A standardized test has a mean of 88 and a standard deviation of 12. What is the score at the 90th percentile? Assume a normal distribution.
how would I solve?
a. 90.00
b. 112.00
c. 103.36
d. 91.00
Anyone?!
Z = (score-mean)/SD
Find table in the back of your statistics text labeled something like "areas under normal distribution" to find the proportion/probability (.90) and its Z score. Insert Z score into equation above.
.3159=(88-?)/12
For .90, Z value should be a number > +1.
Z = (score-88)/12
To find the score at the 90th percentile, you can use the Z-score formula and then convert it back to the original scale using the mean and standard deviation provided.
First, we need to find the Z-score for the 90th percentile.

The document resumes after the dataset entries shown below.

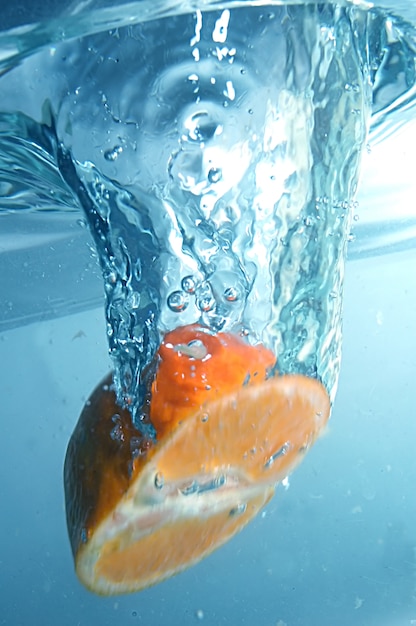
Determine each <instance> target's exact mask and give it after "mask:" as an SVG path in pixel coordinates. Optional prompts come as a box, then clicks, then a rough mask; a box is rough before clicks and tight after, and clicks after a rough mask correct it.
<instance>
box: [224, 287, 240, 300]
mask: <svg viewBox="0 0 416 626" xmlns="http://www.w3.org/2000/svg"><path fill="white" fill-rule="evenodd" d="M224 298H225V299H226V300H227V302H235V301H236V300H237V298H238V292H237V289H236V288H235V287H227V288H226V289H224Z"/></svg>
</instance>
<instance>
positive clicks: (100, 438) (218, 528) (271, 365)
mask: <svg viewBox="0 0 416 626" xmlns="http://www.w3.org/2000/svg"><path fill="white" fill-rule="evenodd" d="M156 358H157V371H156V375H155V377H154V380H153V382H152V385H151V396H150V417H151V420H152V422H153V424H154V426H155V428H156V432H157V440H156V442H150V441H146V440H145V439H144V438H143V437H142V436H141V435H140V433H139V431H138V430H137V429H136V428H135V426H134V425H133V424H132V421H131V418H130V414H129V412H128V411H126V410H120V409H119V408H118V407H117V404H116V399H115V394H114V392H113V391H111V389H110V388H109V387H108V385H109V383H110V382H111V381H110V380H107V381H105V382H106V384H104V385H101V386H99V387H98V388H97V390H96V391H95V392H94V393H93V394H92V396H91V398H90V400H89V402H88V403H87V404H86V406H85V407H84V410H83V412H82V414H81V417H80V419H79V421H78V424H77V426H76V428H75V431H74V434H73V435H72V438H71V441H70V443H69V446H68V451H67V457H66V461H65V492H66V510H67V521H68V530H69V535H70V538H71V544H72V549H73V553H74V558H75V564H76V571H77V574H78V576H79V578H80V580H81V581H82V582H83V583H84V584H85V585H86V586H87V587H88V588H89V589H91V590H92V591H94V592H96V593H100V594H108V595H110V594H117V593H127V592H131V591H138V590H140V589H143V588H145V587H147V586H149V585H152V584H155V583H157V582H160V581H161V580H164V579H165V578H167V577H169V576H171V575H173V574H175V573H177V572H179V571H181V570H183V569H185V568H186V567H189V566H190V565H192V564H194V563H196V562H198V561H199V560H200V559H201V558H203V557H204V556H206V555H207V554H209V553H210V552H212V550H214V549H215V548H216V547H218V546H219V545H221V544H222V543H224V542H225V541H226V540H227V539H229V538H230V537H231V536H232V535H234V534H235V533H236V532H237V531H238V530H240V529H241V528H242V527H243V526H244V525H245V524H246V523H247V522H248V521H249V520H250V519H252V518H253V517H254V516H255V515H256V514H257V513H258V511H259V510H260V509H261V508H262V507H263V506H264V505H265V504H266V503H267V502H268V500H269V499H270V498H271V497H272V495H273V493H274V486H275V484H276V483H277V482H279V481H280V480H282V479H283V478H284V477H285V476H286V475H287V474H288V473H289V472H290V471H291V470H292V469H293V467H294V466H295V465H296V464H297V463H298V462H299V461H300V460H301V459H302V458H303V456H304V453H305V452H306V450H307V449H308V448H309V447H310V446H311V444H312V443H313V441H314V440H315V439H316V437H317V436H318V435H319V433H320V432H321V430H322V428H323V427H324V425H325V423H326V421H327V419H328V416H329V409H330V407H329V399H328V395H327V393H326V391H325V390H324V388H323V386H322V385H321V384H320V383H319V382H318V381H316V380H312V379H309V378H306V377H303V376H280V377H274V378H270V379H268V380H267V379H266V378H267V372H268V370H269V368H270V367H272V366H273V364H274V357H273V354H272V353H271V352H270V351H269V350H267V349H266V348H264V347H263V346H249V345H248V344H246V343H245V342H244V341H243V340H242V339H240V338H238V337H235V336H233V335H230V334H224V333H218V334H214V333H211V332H210V331H208V330H207V329H205V328H203V327H200V326H196V325H192V326H188V327H183V328H179V329H177V330H175V331H172V332H171V333H168V334H167V335H166V336H165V338H164V341H163V343H162V345H161V346H160V348H159V350H158V353H157V357H156Z"/></svg>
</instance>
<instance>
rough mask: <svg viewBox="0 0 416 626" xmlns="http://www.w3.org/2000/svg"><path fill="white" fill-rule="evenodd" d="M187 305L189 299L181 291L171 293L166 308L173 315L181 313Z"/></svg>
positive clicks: (187, 304)
mask: <svg viewBox="0 0 416 626" xmlns="http://www.w3.org/2000/svg"><path fill="white" fill-rule="evenodd" d="M188 304H189V298H188V296H187V294H186V293H184V292H183V291H173V292H172V293H171V294H170V295H169V297H168V307H169V308H170V310H171V311H173V312H174V313H181V311H184V310H185V309H186V307H187V306H188Z"/></svg>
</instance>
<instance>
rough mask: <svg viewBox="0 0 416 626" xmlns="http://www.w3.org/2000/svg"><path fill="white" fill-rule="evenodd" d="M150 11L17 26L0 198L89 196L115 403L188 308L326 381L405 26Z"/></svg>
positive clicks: (366, 11)
mask: <svg viewBox="0 0 416 626" xmlns="http://www.w3.org/2000/svg"><path fill="white" fill-rule="evenodd" d="M153 17H155V16H151V15H150V16H146V20H144V21H143V20H142V21H139V20H131V21H132V23H131V24H130V25H129V26H126V25H122V26H121V27H120V28H115V27H113V28H111V29H109V30H107V29H102V32H96V31H97V28H96V27H94V26H92V25H90V27H89V29H88V28H87V27H86V25H85V24H82V21H80V26H79V28H80V32H79V33H78V34H82V33H81V31H82V28H83V29H84V31H88V30H89V31H90V32H91V33H94V34H88V35H85V36H83V37H78V38H76V37H75V35H76V34H77V33H73V36H71V37H69V41H65V42H60V43H58V42H52V39H53V37H50V43H49V45H47V46H41V47H40V50H39V51H38V52H35V53H32V54H29V51H28V50H27V49H26V48H25V46H26V45H27V43H28V39H27V37H23V38H21V39H20V40H19V42H20V46H21V50H18V52H17V53H16V54H15V55H14V56H11V57H10V58H9V60H8V65H5V68H6V69H8V70H9V71H5V74H4V76H3V78H2V79H1V82H0V89H1V91H2V96H3V97H2V107H1V108H2V111H3V112H2V114H1V133H2V157H1V158H2V160H1V167H2V171H3V175H2V179H1V189H2V192H3V202H2V207H3V215H1V216H0V217H1V218H3V217H4V218H5V219H8V218H10V216H11V215H12V216H13V218H15V217H16V214H20V215H19V219H20V217H21V214H23V213H24V212H29V213H31V214H33V213H34V212H37V213H42V214H44V213H45V212H47V213H49V214H51V213H53V214H55V213H56V212H59V214H60V215H62V216H65V219H68V215H70V214H71V213H72V214H73V217H74V220H75V219H77V218H78V216H79V211H82V212H83V216H84V219H85V221H86V223H87V224H88V227H89V230H90V232H91V234H92V237H93V239H94V243H95V248H96V251H97V254H98V260H99V263H100V265H101V269H102V272H103V277H104V286H105V296H106V317H107V332H108V339H109V345H110V352H111V355H112V357H113V362H114V366H115V377H116V384H117V388H118V394H119V399H120V401H121V402H122V403H127V404H129V405H130V404H132V405H133V406H137V405H139V404H140V402H139V401H140V397H141V387H142V385H143V380H142V378H141V372H142V371H143V368H144V366H145V365H146V364H148V363H149V361H150V359H151V357H152V355H153V354H154V351H155V349H156V347H157V345H158V343H159V341H160V333H161V332H163V331H166V330H168V329H170V328H173V327H175V326H178V325H182V324H186V323H190V322H193V321H201V322H202V323H204V324H206V325H208V326H210V327H211V328H212V329H213V330H227V331H229V330H232V331H234V332H238V333H243V334H244V335H245V336H246V337H247V340H248V341H250V342H252V343H256V342H257V341H262V342H263V343H265V344H266V345H268V346H269V347H272V349H273V350H274V352H275V354H276V357H277V365H278V369H279V370H280V371H283V372H291V371H297V372H301V373H305V374H308V375H312V376H318V377H320V378H321V379H322V380H323V381H324V383H325V385H326V386H327V388H328V390H329V391H330V393H331V396H332V397H333V395H334V392H335V388H336V382H337V377H338V371H339V361H340V345H341V313H342V283H343V271H344V269H343V268H344V261H345V256H346V249H347V242H348V240H349V239H352V238H353V235H351V224H352V218H353V216H354V214H355V211H356V205H355V202H354V198H355V193H356V188H357V181H358V176H359V166H360V160H361V155H362V153H363V151H364V150H365V148H366V144H367V140H368V130H369V125H370V120H371V115H372V114H373V115H374V114H375V118H373V119H375V124H374V127H375V128H376V129H378V130H379V133H380V134H381V135H383V134H384V135H385V134H386V131H385V124H383V122H384V116H385V111H386V109H387V108H388V107H390V109H391V110H392V111H393V110H394V109H395V108H399V107H401V110H403V108H404V109H405V110H409V109H410V108H411V106H410V104H411V102H412V100H411V95H412V89H413V86H414V81H415V72H414V62H413V66H412V63H411V61H412V60H413V59H414V57H413V56H411V55H412V54H413V50H412V49H411V46H410V43H411V42H410V40H409V39H406V38H405V37H404V36H403V31H402V30H401V26H402V24H401V22H399V21H398V20H396V21H395V22H393V21H392V18H390V17H387V16H386V15H385V14H383V13H381V12H377V11H368V10H366V9H365V8H357V7H355V6H353V7H351V6H350V5H348V4H346V5H345V6H344V5H343V6H341V5H332V4H310V5H290V6H289V5H287V6H274V5H269V6H260V7H249V8H247V7H246V6H240V7H236V8H230V9H228V8H222V9H220V10H210V11H206V12H202V11H200V10H197V11H194V12H193V13H185V14H180V15H173V16H172V15H169V17H166V18H158V19H152V18H153ZM134 22H137V23H134ZM32 35H33V33H32ZM74 37H75V38H74ZM47 39H48V36H46V35H45V41H47ZM167 42H168V43H167ZM33 47H34V48H36V47H37V46H36V38H34V39H33ZM403 70H405V72H403ZM393 72H396V74H394V73H393ZM386 92H387V96H386ZM403 99H405V100H406V107H404V105H403V102H402V101H403ZM390 113H391V112H390ZM391 115H392V113H391ZM393 118H394V116H393ZM380 129H381V130H380ZM16 164H18V166H17V167H16ZM6 224H7V222H6Z"/></svg>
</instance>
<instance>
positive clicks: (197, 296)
mask: <svg viewBox="0 0 416 626" xmlns="http://www.w3.org/2000/svg"><path fill="white" fill-rule="evenodd" d="M196 295H197V298H196V306H197V307H198V309H199V310H200V311H202V312H203V313H207V312H208V311H212V309H213V308H214V307H215V298H214V296H213V294H212V291H211V287H210V285H209V284H208V283H204V284H203V285H201V287H200V288H199V289H198V292H197V294H196Z"/></svg>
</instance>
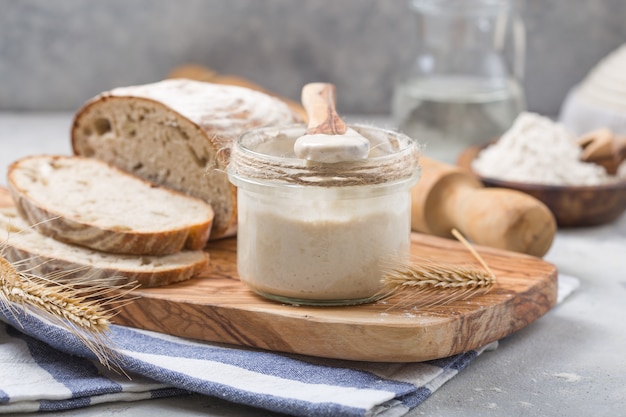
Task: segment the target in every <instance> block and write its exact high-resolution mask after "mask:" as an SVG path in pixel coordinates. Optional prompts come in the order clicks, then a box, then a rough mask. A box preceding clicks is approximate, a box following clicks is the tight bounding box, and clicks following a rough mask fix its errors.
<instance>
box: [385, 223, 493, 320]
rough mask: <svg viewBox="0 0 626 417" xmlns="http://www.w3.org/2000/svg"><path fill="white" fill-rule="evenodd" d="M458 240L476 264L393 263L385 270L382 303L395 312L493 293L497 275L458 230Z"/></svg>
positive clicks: (444, 303)
mask: <svg viewBox="0 0 626 417" xmlns="http://www.w3.org/2000/svg"><path fill="white" fill-rule="evenodd" d="M452 234H453V235H454V237H456V238H457V239H458V240H459V241H460V242H461V243H462V244H463V245H464V246H465V247H466V248H467V249H468V250H469V251H470V253H471V254H472V255H473V256H474V258H476V260H477V261H478V263H479V264H480V266H481V268H476V267H475V266H473V265H453V264H443V263H441V262H436V261H433V260H431V259H425V258H417V257H413V258H412V259H411V260H410V261H409V262H393V263H390V264H389V265H388V266H386V267H383V270H384V275H383V283H384V289H383V290H382V293H383V294H384V296H383V297H382V300H384V301H383V302H384V303H385V304H387V305H389V306H390V308H392V309H399V308H412V309H419V308H421V309H426V308H429V307H433V306H437V305H444V304H448V303H451V302H453V301H458V300H463V299H467V298H468V297H473V296H476V295H480V294H485V293H487V292H489V290H491V288H492V287H493V286H494V285H495V283H496V275H495V274H494V273H493V271H492V270H491V269H490V268H489V266H488V265H487V263H486V262H485V260H484V259H483V258H482V257H481V256H480V254H479V253H478V252H477V251H476V250H475V248H474V247H473V246H472V245H471V244H470V243H469V242H468V241H467V240H466V239H465V238H464V237H463V236H462V235H461V233H459V232H458V231H457V230H456V229H453V230H452Z"/></svg>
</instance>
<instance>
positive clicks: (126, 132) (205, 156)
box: [72, 79, 301, 239]
mask: <svg viewBox="0 0 626 417" xmlns="http://www.w3.org/2000/svg"><path fill="white" fill-rule="evenodd" d="M300 121H301V119H300V117H299V116H298V115H297V114H296V113H294V112H293V111H291V110H290V109H289V107H288V106H287V105H286V104H285V103H284V102H282V101H281V100H279V99H277V98H275V97H272V96H270V95H267V94H264V93H262V92H258V91H254V90H250V89H248V88H244V87H238V86H232V85H218V84H212V83H207V82H201V81H192V80H186V79H169V80H163V81H160V82H157V83H153V84H146V85H140V86H131V87H121V88H116V89H114V90H112V91H109V92H105V93H102V94H100V95H99V96H97V97H95V98H93V99H91V100H90V101H88V102H87V103H86V104H85V105H84V106H83V107H82V108H80V109H79V110H78V111H77V113H76V116H75V118H74V124H73V127H72V147H73V151H74V153H75V154H77V155H82V156H87V157H94V158H98V159H101V160H104V161H107V162H109V163H111V164H114V165H116V166H118V167H120V168H122V169H124V170H126V171H128V172H132V173H133V174H135V175H137V176H139V177H142V178H144V179H146V180H148V181H152V182H154V183H157V184H161V185H164V186H166V187H170V188H173V189H175V190H178V191H181V192H183V193H185V194H189V195H192V196H194V197H198V198H201V199H203V200H205V201H207V202H209V203H210V204H211V206H212V207H213V209H214V210H215V221H214V224H213V230H212V233H211V239H217V238H221V237H225V236H231V235H234V234H235V232H236V225H237V205H236V190H235V187H234V186H232V185H231V184H230V183H229V181H228V178H227V176H226V173H225V169H226V165H227V163H228V155H229V152H230V146H231V144H232V142H233V141H234V140H235V139H236V138H237V137H238V136H239V135H241V133H243V132H244V131H247V130H250V129H252V128H256V127H262V126H272V125H286V124H293V123H295V122H300Z"/></svg>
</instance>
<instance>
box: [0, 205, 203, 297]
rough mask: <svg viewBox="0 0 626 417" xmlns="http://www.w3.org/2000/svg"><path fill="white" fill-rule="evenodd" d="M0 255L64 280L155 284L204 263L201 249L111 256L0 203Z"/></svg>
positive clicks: (109, 284) (9, 260) (185, 276)
mask: <svg viewBox="0 0 626 417" xmlns="http://www.w3.org/2000/svg"><path fill="white" fill-rule="evenodd" d="M0 256H3V257H5V258H6V259H7V260H8V261H9V262H11V263H12V264H13V265H14V266H16V268H18V269H19V270H21V271H28V272H30V273H33V274H36V275H39V276H43V277H50V276H51V275H52V274H57V273H61V274H62V275H63V277H64V278H65V279H72V278H73V277H75V278H81V279H83V280H85V277H86V278H87V280H94V281H95V280H97V281H98V282H99V283H102V284H106V285H110V286H114V285H123V284H126V283H128V282H135V283H137V284H139V285H141V286H144V287H157V286H162V285H168V284H172V283H175V282H179V281H185V280H187V279H190V278H192V277H194V276H195V275H197V274H198V273H200V272H201V271H202V270H203V269H204V268H205V267H206V266H207V265H208V263H209V254H208V253H206V252H204V251H182V252H179V253H176V254H173V255H165V256H133V255H115V254H110V253H104V252H98V251H93V250H91V249H87V248H83V247H80V246H74V245H69V244H66V243H62V242H59V241H57V240H55V239H52V238H49V237H47V236H44V235H42V234H41V233H39V232H37V231H36V230H34V229H33V228H32V227H30V226H29V225H28V224H27V223H26V222H25V221H24V220H23V219H22V218H21V217H20V216H19V215H18V213H17V210H16V209H15V207H2V208H0Z"/></svg>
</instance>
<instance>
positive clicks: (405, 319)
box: [0, 188, 557, 362]
mask: <svg viewBox="0 0 626 417" xmlns="http://www.w3.org/2000/svg"><path fill="white" fill-rule="evenodd" d="M0 191H1V192H0V206H7V205H11V201H10V197H9V196H8V193H7V192H6V190H5V189H3V188H0ZM236 246H237V241H236V238H230V239H224V240H219V241H215V242H212V243H210V244H209V246H208V247H207V250H208V252H209V254H210V257H211V261H210V265H209V266H208V267H207V268H206V270H205V271H204V272H203V273H202V274H200V275H199V276H197V277H195V278H193V279H191V280H188V281H185V282H181V283H177V284H173V285H169V286H165V287H159V288H145V289H142V288H140V289H136V290H134V291H133V294H132V295H133V296H134V297H135V298H134V299H133V301H132V302H130V303H129V304H127V305H125V306H124V307H122V308H121V309H120V310H119V314H118V315H117V316H115V318H114V321H115V323H117V324H121V325H126V326H130V327H135V328H140V329H146V330H153V331H157V332H161V333H166V334H171V335H176V336H182V337H187V338H194V339H201V340H206V341H212V342H222V343H228V344H234V345H239V346H248V347H255V348H260V349H267V350H272V351H278V352H287V353H298V354H305V355H312V356H319V357H326V358H336V359H349V360H362V361H382V362H417V361H424V360H429V359H436V358H442V357H446V356H450V355H453V354H457V353H461V352H465V351H468V350H470V349H475V348H478V347H481V346H483V345H485V344H487V343H489V342H492V341H495V340H498V339H500V338H502V337H504V336H507V335H508V334H510V333H513V332H515V331H516V330H519V329H521V328H523V327H525V326H526V325H528V324H530V323H532V322H533V321H535V320H537V319H538V318H539V317H541V316H542V315H544V314H545V313H546V312H547V311H549V310H550V309H551V308H552V307H553V306H554V305H555V304H556V298H557V269H556V267H555V266H554V265H552V264H550V263H548V262H545V261H543V260H541V259H539V258H535V257H531V256H528V255H523V254H518V253H515V252H508V251H504V250H500V249H492V248H487V247H481V246H479V247H477V250H478V252H479V253H480V255H481V256H482V257H483V258H484V260H485V261H486V263H487V264H488V265H489V267H490V268H491V269H492V271H493V272H494V273H495V275H496V276H497V282H496V284H495V286H494V287H493V288H492V289H491V290H490V291H489V292H488V293H486V294H482V295H474V296H472V297H471V298H469V299H465V300H462V301H455V302H452V303H449V304H446V305H438V306H432V307H429V308H427V309H417V310H415V309H411V308H400V309H395V308H391V305H390V304H391V303H389V302H387V303H385V302H375V303H370V304H363V305H358V306H347V307H306V306H292V305H286V304H280V303H277V302H273V301H270V300H266V299H264V298H261V297H259V296H257V295H255V294H254V293H252V292H251V291H250V290H249V289H248V288H247V287H246V286H245V285H244V284H243V283H242V282H241V281H239V278H238V276H237V266H236V258H237V248H236ZM411 251H412V254H413V255H415V256H418V257H425V258H431V259H433V260H435V261H440V262H445V263H449V264H468V263H475V262H476V261H475V259H474V258H473V256H472V255H471V254H470V253H469V251H468V250H467V249H466V248H465V247H464V246H463V245H462V244H461V243H459V242H456V241H453V240H449V239H444V238H439V237H434V236H430V235H424V234H418V233H413V234H412V246H411Z"/></svg>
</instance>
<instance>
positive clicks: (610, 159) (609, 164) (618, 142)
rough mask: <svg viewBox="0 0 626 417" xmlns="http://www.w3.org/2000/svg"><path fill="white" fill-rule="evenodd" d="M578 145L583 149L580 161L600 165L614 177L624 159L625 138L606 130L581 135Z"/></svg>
mask: <svg viewBox="0 0 626 417" xmlns="http://www.w3.org/2000/svg"><path fill="white" fill-rule="evenodd" d="M578 144H579V145H580V146H581V147H582V148H583V153H582V155H581V157H580V160H581V161H584V162H593V163H594V164H598V165H601V166H602V167H604V169H605V170H606V172H607V173H608V174H609V175H615V174H616V173H617V169H618V167H619V166H620V164H621V163H622V162H623V161H624V159H626V136H615V135H614V134H613V132H612V131H611V130H610V129H607V128H602V129H597V130H594V131H592V132H589V133H587V134H585V135H583V136H582V137H580V139H578Z"/></svg>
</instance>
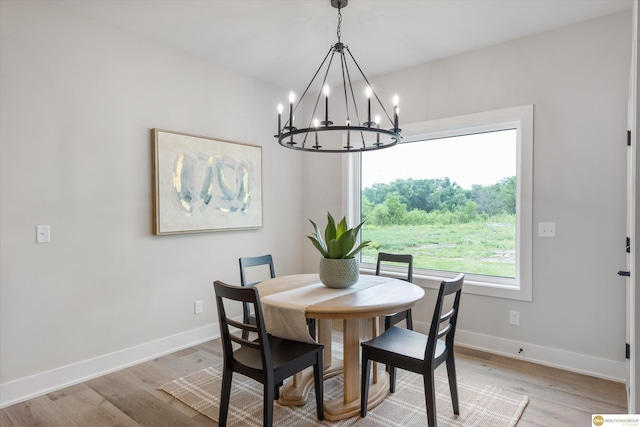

The Z-score corresponds to the number of standard deviations away from the mean a particular value is.
The formula to calculate the Z-score is Z = (X - μ) / σ, where Z is the Z-score, X is the value, μ is the mean, and σ is the standard deviation.
In this case, we want to find the Z-score for the 90th percentile, which means that 90% of the population has a lower score. To find this Z-score, we can use a Z-table or a calculator.
Looking up the Z-score for the 90th percentile in a standard normal distribution table, we find it to be approximately 1.28. So, Z = 1.28.
Now, we can convert the Z-score back to the original scale using the formula X = (Z * σ) + μ, where X is the value, Z is the Z-score, σ is the standard deviation, and μ is the mean.
Let's substitute the values into the formula:
X = (1.28 * 12) + 88
X = 15.36 + 88
X = 103.36
Therefore, the score at the 90th percentile is approximately 103.36.
Hence, the correct option is c. 103.36.